Machinelearningnotebooks: PermissionError: [Errno 13] Permission denied: '.\NTUSER.DAT'. when trying to run ML pipeline

Created on 29 Dec 2019 · 4Comments · Source: Azure/MachineLearningNotebooks

The short story is, when I try to submit an azure ML pipeline run (an azure ML pipeline, not an Azure pipeline) from a jupyter notebook, I get PermissionError: [Errno 13] Permission denied: '.\NTUSER.DAT'. More details:

Relevant code:

from azureml.train.automl import AutoMLConfig
from azureml.train.automl.runtime import AutoMLStep
automl_settings = {
    "iteration_timeout_minutes": 20,
    "experiment_timeout_minutes": 30,
    "n_cross_validations": 3,
    "primary_metric": 'r2_score',
    "preprocess": True,
    "max_concurrent_iterations": 3,
    "max_cores_per_iteration": -1,
    "verbosity": logging.INFO,
    "enable_early_stopping": True,
    'time_column_name': "DateTime"
}

automl_config = AutoMLConfig(task = 'forecasting',
                             debug_log = 'automl_errors.log',
                             path = ".",
                             compute_target=compute_target,
                             run_configuration=conda_run_config,                               
                             training_data = financeforecast_dataset,
                             label_column_name = 'TotalUSD',
                             **automl_settings
                            )

automl_step = AutoMLStep(
    name='automl_module',
    automl_config=automl_config,
    allow_reuse=False)

training_pipeline = Pipeline(
    description="training_pipeline",
    workspace=ws,    
    steps=[automl_step])

training_pipeline_run = Experiment(ws
, 'test').submit(training_pipeline)

The training_pipeline step runs for apx 20 seconds, and then I get a long trace, ending in:

~\AppData\Local\Continuum\anaconda2\envs\forecasting\lib\site- 
packages\azureml\pipeline\core\_module_builder.py in _hash_from_file_paths(hash_src)
    100             hasher = hashlib.md5()
    101             for f in hash_src:
--> 102                 with open(str(f), 'rb') as afile:
    103                     buf = afile.read()
    104                     hasher.update(buf)

PermissionError: [Errno 13] Permission denied: '.\\NTUSER.DAT'

According to Azure's docs on this topic, submitting a pipeline uploads a "snapshot" of the "source directory" you specified. Initially, I hadn't specified a source directory, so, to test that out, I added:

default_source_directory="testing",
as a parameter for the training_pipeline object, but saw the same behavior when I then tried to run it. Not sure if that is the same source directory the documentation is referring to. The docs also say that if no source directory is specified, the "current local directory" is uploaded. I used print (os.getcwd()) to get the working directory and gave "Everyone" full control permissions on the directory (working in a windows env).
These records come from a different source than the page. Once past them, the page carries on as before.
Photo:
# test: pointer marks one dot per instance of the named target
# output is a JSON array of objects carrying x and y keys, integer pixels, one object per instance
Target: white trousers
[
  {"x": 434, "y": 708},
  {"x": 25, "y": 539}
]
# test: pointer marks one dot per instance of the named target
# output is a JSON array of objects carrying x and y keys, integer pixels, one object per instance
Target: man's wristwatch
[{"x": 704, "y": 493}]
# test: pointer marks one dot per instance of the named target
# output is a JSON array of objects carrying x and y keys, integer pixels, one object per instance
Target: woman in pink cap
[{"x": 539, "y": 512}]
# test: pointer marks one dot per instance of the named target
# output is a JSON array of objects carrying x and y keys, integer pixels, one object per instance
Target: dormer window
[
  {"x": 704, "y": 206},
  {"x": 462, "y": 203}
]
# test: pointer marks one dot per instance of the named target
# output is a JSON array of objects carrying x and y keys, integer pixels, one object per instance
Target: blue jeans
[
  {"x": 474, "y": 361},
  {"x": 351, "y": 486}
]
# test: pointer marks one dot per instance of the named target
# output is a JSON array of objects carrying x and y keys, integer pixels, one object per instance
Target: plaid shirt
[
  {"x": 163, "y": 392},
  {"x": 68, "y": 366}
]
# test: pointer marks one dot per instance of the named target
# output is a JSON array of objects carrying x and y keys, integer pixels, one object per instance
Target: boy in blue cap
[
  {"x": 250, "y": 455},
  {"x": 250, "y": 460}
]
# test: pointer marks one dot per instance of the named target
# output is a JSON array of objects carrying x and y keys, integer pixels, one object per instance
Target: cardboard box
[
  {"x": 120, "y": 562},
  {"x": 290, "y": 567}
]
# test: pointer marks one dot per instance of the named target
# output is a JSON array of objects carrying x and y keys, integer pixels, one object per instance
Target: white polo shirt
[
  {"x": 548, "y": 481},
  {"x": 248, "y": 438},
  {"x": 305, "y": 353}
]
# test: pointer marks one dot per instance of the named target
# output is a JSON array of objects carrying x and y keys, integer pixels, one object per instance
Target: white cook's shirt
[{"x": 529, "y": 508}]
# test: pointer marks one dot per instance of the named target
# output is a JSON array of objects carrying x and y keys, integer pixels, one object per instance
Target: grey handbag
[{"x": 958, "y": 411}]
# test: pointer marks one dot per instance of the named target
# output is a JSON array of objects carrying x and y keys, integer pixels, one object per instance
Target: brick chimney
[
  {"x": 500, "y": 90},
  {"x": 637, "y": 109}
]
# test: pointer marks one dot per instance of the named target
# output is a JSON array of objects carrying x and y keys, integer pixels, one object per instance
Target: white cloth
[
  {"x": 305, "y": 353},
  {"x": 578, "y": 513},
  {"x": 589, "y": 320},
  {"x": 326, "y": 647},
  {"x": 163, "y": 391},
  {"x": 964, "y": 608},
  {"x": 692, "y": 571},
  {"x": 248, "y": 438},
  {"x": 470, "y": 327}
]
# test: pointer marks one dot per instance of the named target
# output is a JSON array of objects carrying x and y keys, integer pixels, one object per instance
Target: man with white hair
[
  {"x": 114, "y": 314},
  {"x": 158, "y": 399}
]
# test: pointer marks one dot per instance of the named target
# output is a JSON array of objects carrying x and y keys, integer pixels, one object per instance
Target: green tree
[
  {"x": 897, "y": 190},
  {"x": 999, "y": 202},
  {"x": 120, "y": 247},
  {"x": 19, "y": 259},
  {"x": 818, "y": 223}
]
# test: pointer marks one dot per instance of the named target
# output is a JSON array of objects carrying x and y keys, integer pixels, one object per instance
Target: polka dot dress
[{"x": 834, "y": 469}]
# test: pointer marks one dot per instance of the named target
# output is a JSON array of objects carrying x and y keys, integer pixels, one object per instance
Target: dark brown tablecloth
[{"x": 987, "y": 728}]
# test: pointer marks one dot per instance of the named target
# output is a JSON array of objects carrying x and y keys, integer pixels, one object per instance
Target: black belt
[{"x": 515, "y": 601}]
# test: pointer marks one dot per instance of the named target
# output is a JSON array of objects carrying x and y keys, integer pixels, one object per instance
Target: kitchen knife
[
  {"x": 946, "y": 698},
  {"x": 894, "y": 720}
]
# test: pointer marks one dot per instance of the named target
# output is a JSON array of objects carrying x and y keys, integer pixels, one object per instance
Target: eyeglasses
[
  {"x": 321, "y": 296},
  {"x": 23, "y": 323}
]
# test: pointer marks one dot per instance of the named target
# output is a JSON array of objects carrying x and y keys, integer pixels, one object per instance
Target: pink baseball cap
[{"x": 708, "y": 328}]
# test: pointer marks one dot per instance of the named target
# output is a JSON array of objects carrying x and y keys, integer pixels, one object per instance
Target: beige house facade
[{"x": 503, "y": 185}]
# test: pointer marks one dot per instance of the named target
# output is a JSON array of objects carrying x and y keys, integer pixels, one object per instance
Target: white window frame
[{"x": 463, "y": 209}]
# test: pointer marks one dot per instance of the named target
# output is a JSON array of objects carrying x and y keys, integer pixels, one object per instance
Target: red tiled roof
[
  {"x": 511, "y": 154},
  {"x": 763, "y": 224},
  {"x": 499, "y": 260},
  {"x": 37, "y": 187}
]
All the preceding code works fine, and I can submit an experiment if I use a ScriptRunConfig and run it on attached compute rather than using a pipeline/training cluster.

Any ideas? Thanks in advance to anyone who tries to help.

Pipelines awaiting-product-team-response cxp product-question triaged

Source

casieo

Most helpful comment

@sanpil That was it, thank you. After posting this question but before hearing from you, I had tried specifying the path in the automl config object, by adding the bolded line below, but that did not work.

automl_config = AutoMLConfig(task = 'forecasting',
debug_log = 'automl_errors.log',
path = ".",
data_script = "c:\users\me\script.py"
compute_target=compute_target,
run_configuration=conda_run_config,
training_data = financeforecast_dataset,
label_column_name = 'TotalUSD',
**automl_settings
)

Here is the config that finally worked:

automl_config = AutoMLConfig(task = 'forecasting',
debug_log = 'automl_errors.log',
compute_target=compute_target,
run_configuration=conda_run_config,
path = "c:\users\me",
data_script ="script.py",
#training_data = financeforecast_dataset,
#label_column_name = 'TotalUSD',
**automl_settings
)

casieo on 2 Jan 2020

🎉1 👍1

All 4 comments

@casieo what is your compute target? Is it AML Compute? What all does your source directory contain? Its recommended that you keep a separate folder as a step source directory where only needed files(like scripts) for that step, are there.

purnesh42H on 31 Dec 2019

Can you specify the source_directory in the path of AutoMLConfig instead of using path = "."

sanpil on 2 Jan 2020

👍1

Here is the config that finally worked:

casieo on 2 Jan 2020

🎉1 👍1

@casieo
We will now proceed to close this thread. If there are further questions regarding this matter, please respond here and @YutongTie-MSFT and we will gladly continue the discussion.